Tra poche ore saranno 6.800.000 gli alunni fisicamente in classe, si tornerà ai livelli di febbraio, quando l'80,5% di alunni era in presenza. Esce dalla zona rossa la Campania, restano in didattica a distanza gli alunni di Puglia, Sardegna e Valle d'Aosta. Un nuovo ritorno a scuola nell'attesa del 26 aprile, quando in zona gialla e arancione tutte le scuole saranno in presenza al 100%. In zona rossa si andrà in classe fino alla terza media, alle superiori al 50% in presenza, ma il Presidente dell'Associazione Nazionale Presidi Antonello Giannelli lancia l'allarme. La scuola è un luogo naturale di assembramento, se si torna al 100% in molte aule non sarà possibile rispettare il metro di distanziamento. In questo caso la scuola si vedrà costretta a ridurre la presenza dei ragazzi e alternarla alla DAD, facendo rotazioni. Restano i problemi dei trasporti e lo screening dei contagi. Il Ministro delle Infrastrutture Giovannini ha chiesto agli Enti Locali uno sforzo per il potenziamento dei mezzi pubblici, il Governo Draghi ha stanziato 390 milioni. Per quanto riguarda lo screening si lavora all'ipotesi di tamponi salivari per gli alunni più piccoli, già sperimentata a Bollate, vicino Milano. Test antigenici per gli studenti più grandi, a campione nelle scuole. Giusto fare test a campione, lezioni all'aperto e turni dove serve - dice Agostino Miozzo - Consigliere del Ministro dell'Istruzione, la riapertura è un grande risultato.

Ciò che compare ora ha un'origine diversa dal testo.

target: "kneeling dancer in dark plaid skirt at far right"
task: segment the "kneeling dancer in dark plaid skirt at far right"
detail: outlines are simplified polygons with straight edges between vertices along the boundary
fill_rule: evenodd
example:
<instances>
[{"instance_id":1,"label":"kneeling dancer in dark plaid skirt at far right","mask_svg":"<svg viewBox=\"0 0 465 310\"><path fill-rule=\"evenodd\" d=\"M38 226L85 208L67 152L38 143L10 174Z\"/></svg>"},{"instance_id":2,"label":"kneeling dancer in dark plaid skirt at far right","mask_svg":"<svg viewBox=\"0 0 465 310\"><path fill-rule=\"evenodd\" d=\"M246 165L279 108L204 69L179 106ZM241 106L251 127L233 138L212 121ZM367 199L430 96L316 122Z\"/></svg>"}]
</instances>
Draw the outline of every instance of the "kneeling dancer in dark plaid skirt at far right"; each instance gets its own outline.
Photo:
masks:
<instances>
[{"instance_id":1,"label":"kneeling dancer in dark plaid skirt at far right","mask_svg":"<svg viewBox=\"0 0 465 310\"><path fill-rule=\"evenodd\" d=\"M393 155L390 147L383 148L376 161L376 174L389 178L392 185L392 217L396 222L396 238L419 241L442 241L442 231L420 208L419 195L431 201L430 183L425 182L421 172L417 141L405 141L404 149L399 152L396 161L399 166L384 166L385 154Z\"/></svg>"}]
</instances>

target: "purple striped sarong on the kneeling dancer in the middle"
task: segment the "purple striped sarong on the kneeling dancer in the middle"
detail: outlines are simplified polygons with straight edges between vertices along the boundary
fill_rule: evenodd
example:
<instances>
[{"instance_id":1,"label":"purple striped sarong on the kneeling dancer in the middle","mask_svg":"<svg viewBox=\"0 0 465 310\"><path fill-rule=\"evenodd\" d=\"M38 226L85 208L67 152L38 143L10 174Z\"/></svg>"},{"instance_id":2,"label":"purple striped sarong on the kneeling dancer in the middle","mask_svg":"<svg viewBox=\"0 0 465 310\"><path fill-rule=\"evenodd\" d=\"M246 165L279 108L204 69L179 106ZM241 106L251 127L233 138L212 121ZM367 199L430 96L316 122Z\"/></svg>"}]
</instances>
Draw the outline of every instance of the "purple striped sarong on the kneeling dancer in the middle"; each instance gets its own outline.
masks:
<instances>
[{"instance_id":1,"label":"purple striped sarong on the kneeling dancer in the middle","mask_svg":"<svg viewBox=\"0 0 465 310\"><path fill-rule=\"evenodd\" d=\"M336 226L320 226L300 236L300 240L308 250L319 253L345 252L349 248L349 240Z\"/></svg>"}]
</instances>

Condividono questa posizione i sindacati, per i quali è prioritario mettere tutti in sicurezza e chiedono, oltre al tracciamento e al potenziamento dei trasporti, anche di aggiornare i protocolli di sicurezza. In settimana, annuncia la Ministra Gelmini, ci sarà un vertice Governo-Regioni sulla logistica e nelle prossime ore è previsto un incontro con i sindacati al Ministero dell'Istruzione, per fare il punto sulla sicurezza e sugli esami.